Automating a RAG pattern with AutoAI

Last updated: Feb 21, 2025

Use AutoAI to automate and accelerate the search for an optimized, production-quality, Retrieval-augmented generation (RAG) pattern based on your data and use-case.

Data format: Document collection files of type PDF, HTML, DOCX, MD, or plain text; Test data with questions and answers in JSON format
Data file limits: Up to 20 files or folders for the document collection. For larger document collections, AutoAI runs the experiment with a sample of 1 GB.; 1 JSON file for test data. An experiment will use up to 25 question and answer pairs to evaluate patterns.
Environment size: Large: 8 CPU and 32 GB RAM

Estimating the costs for a RAG pattern

AutoAI for RAG experiments use both Capacity Unit Hours (CUH) for training the experiment, and Resource Units (RU) to measure the tokens consumed for embedding documents and inferencing the foundation models.

CUH is a standard measurement of 20 CUH per hour for the supported environment. The CUH consumed for an experiment depends on the complexity of the experiment and the time required to train the patterns.
RU consumption depends on a number of factors, including:
- size of the document collection for embedding
- number of evaluation questions and answers to embed
- chunking configuration, calculated using this formula: ((Chunk overlap + Chunk size) * Chunk count) *Evaluation records
- the number of patterns the experiment creates

This sample demonstrates how resources are calculated for a single RAG pattern.

Experiment input:

100 document pages
25 evaluation question/answer records

Activity	Tokens consumed
Embedding documents	3,000,000
Embedding evaluation records	25,000
Retrieving context for prompts	192,000
Retrieving context for evaluation records	25,000
Generating answers	25,000
Total tokens consumed	3,267,000

The total resource units consumed (tokens/100) = 3267 RU for this pattern.
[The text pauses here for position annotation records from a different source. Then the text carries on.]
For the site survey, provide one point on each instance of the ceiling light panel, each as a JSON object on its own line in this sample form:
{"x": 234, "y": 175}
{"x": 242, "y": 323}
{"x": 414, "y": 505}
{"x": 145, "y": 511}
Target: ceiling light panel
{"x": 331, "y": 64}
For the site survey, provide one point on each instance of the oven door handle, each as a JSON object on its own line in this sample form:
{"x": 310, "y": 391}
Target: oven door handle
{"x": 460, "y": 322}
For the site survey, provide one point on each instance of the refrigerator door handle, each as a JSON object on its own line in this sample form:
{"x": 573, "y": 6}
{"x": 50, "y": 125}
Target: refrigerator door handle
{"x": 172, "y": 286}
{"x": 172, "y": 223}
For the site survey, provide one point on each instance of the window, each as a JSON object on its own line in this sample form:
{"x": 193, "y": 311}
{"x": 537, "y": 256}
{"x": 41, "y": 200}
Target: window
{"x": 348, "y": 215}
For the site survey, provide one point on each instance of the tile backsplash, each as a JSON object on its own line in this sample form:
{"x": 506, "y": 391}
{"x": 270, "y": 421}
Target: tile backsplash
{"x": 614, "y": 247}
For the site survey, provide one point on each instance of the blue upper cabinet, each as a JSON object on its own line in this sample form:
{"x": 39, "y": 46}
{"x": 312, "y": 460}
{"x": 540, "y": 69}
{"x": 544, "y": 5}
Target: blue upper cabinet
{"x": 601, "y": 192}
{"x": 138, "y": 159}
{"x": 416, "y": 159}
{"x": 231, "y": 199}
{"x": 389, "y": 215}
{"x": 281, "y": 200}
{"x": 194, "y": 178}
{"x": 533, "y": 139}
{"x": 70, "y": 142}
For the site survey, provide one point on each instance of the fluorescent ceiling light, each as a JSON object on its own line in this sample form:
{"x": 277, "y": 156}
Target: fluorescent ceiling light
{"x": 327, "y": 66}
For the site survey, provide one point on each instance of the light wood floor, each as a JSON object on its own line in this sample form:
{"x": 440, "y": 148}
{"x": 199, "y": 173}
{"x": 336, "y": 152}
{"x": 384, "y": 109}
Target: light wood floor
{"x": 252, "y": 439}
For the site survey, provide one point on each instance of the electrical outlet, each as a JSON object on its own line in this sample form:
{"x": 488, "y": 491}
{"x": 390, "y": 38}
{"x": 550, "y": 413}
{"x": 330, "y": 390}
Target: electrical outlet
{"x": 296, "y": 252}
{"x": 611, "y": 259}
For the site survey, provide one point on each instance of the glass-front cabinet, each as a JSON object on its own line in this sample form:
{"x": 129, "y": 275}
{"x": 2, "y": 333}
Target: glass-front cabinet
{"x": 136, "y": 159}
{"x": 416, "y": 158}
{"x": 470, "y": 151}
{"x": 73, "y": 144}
Providing accurate answers with Retrieval-augmented generation

Retrieval-augmented generation (RAG) combines the generative power of a large language model with the accuracy of a collection of grounding documents. Interaction with a RAG application follows this pattern:

A user submits a question to the app.
The search first retrieves relevant context from a set of grounding documents.
The accompanying large language model generates an answer that includes the relevant information.

For example, the sample notebooks that are provided for this feature use the product documentation for the watsonx.ai Python client library as the grounding documents for a Q&A app about coding watsonx.ai solutions. Pattern users get the benefit of specific, relevant information from the documentation, with the generative AI model adding context and presenting the answers in natural language.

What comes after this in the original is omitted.